I am reading these comments with great interest. I have been a licensed day care provider for 7 years. I have found that being the only male provider in my area, not including a couple who assist their partners, I have a unique view of the whole men in child care discussion. First i will say that I know from speaking with my female friends who are also providers that I recieve far fewer calls about available space and cost of my program than they do. There is a pre-screening process which occurs in the home and among their friends and family. Families who call me are not calling to see if my rate is 50 cents lower than the next provider. They have all except for one family called ready for a site visit and to sign their child up. Many have been ready to leave their children before they even visit.
I have had only 2 instances of mom’s having a problem with me changing their daughters diapers. One was the only family I ever pre-screened out. The mom insisted I leave the disposable diaper on her 11 month old until it was ready to explode. She didn’t want her daughter going through to many diapers. I told her I had lots of experience with cloth diapers and was willing to deal with those but she didn’t like dealing with them. I knew if we were butting heads on diapers our philosophies were just not going to mesh. The other family was a single mom and 18 month old daughter. She eventually got used to the idea but was never comfortable with me. There are not too many child care options up here in the hill towns of Western Ma. so she was stuck with me.

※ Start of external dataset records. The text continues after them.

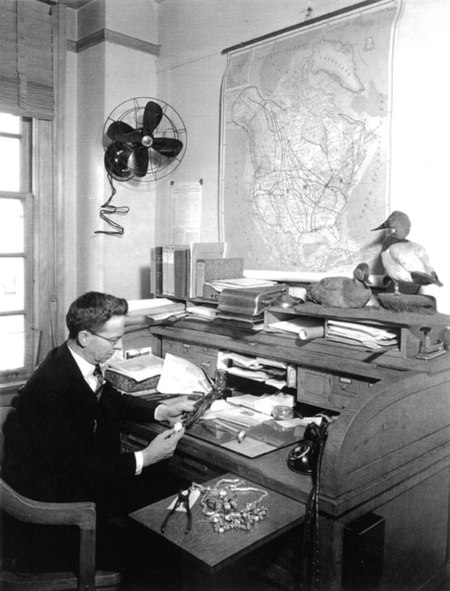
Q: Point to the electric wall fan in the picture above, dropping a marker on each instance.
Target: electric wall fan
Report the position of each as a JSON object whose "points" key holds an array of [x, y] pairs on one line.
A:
{"points": [[144, 140]]}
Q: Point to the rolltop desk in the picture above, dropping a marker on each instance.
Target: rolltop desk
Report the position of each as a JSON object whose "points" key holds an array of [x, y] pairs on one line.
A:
{"points": [[384, 486]]}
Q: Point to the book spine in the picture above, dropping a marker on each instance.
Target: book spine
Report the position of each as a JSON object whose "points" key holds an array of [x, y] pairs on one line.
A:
{"points": [[181, 273], [200, 278], [202, 250], [158, 271], [165, 269], [212, 269], [153, 271]]}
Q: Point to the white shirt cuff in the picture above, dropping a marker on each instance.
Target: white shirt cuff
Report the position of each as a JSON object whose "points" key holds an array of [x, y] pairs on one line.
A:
{"points": [[157, 418], [139, 462]]}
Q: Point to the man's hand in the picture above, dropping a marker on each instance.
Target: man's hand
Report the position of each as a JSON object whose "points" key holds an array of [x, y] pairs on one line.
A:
{"points": [[173, 412], [162, 446]]}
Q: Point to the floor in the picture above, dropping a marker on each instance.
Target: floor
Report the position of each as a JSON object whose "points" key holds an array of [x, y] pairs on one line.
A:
{"points": [[151, 564]]}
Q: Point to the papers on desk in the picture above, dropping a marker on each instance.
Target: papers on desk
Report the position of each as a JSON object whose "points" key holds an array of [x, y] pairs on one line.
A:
{"points": [[240, 283], [178, 375], [367, 335], [235, 415], [304, 328], [138, 368], [264, 403], [271, 372]]}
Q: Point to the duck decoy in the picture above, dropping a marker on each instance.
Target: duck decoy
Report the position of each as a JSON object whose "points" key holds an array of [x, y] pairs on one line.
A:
{"points": [[403, 260], [342, 292]]}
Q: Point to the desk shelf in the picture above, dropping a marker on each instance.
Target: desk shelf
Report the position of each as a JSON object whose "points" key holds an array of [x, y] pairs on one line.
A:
{"points": [[388, 451]]}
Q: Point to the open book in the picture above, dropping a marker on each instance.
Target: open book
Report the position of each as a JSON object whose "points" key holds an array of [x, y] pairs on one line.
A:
{"points": [[138, 368]]}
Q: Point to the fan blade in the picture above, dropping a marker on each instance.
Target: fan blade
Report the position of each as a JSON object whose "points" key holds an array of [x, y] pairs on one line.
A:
{"points": [[117, 161], [167, 146], [139, 161], [152, 117], [119, 131]]}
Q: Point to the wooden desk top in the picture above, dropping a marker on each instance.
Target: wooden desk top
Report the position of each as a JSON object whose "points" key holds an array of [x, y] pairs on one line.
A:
{"points": [[215, 550], [270, 470]]}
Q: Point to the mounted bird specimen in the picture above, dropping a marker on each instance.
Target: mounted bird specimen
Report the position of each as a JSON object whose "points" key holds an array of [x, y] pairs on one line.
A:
{"points": [[342, 292], [403, 260]]}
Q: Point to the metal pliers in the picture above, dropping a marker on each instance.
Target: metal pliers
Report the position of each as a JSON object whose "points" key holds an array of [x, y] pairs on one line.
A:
{"points": [[182, 500]]}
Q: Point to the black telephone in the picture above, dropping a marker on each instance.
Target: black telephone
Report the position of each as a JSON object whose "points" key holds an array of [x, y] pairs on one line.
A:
{"points": [[304, 456]]}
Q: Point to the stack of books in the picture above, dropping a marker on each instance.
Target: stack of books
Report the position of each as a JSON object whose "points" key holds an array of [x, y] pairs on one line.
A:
{"points": [[136, 375], [151, 311], [181, 270]]}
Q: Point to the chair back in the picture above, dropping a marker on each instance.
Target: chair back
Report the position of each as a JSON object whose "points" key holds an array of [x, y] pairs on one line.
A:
{"points": [[6, 414]]}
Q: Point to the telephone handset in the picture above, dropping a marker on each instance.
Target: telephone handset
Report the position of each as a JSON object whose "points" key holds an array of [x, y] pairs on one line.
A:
{"points": [[304, 456]]}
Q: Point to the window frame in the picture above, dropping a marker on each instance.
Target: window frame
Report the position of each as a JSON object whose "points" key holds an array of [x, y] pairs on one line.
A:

Shit I am off track here. Ok Diapering.. I believe it is all about trust. Trust between the care giver and child. Children can feel it and without trust there is nothing! Parents can’t believe that their children will just lie right down and allow me to change them where at home it is one big battle or a drawn out game. No games here, but I do hold real conversations with a child when diapering. Not goo goo but real dialogue and children do respond. I also believe that paying attention to each childs rythms and tendencies also is a big help. I don’t let children hang out in wet or soiled diapers. I have even been accused of changing children too often. I have sent home a child once in 7 years with a diaper rash that wasn’t there when the child arrived. That was because I had used scented wipes and she had a reaction to them. So now only non scented wipes for me. I think my record for number of changed diapers in a 10 hour day is between 35 and 40.
I am not sure however what the reaction would be in a center based program where the men are part of the program and not an option or a choice as with me. Sorry i rambled here. I will try and be more on target next time.
Thanks to everyone both male and female out there who work with and nurture children.
As for being an activist my only contribution so far is complaining enough that the local Chile’s restaurant installed a diaper deck in the mens room. They got tired of me walking into the women’s room and changing my daughter. But the local Applebees did not install one, maybe they have by now 8 years later but I wouldn’t know. I never returned. The other way is just by being me!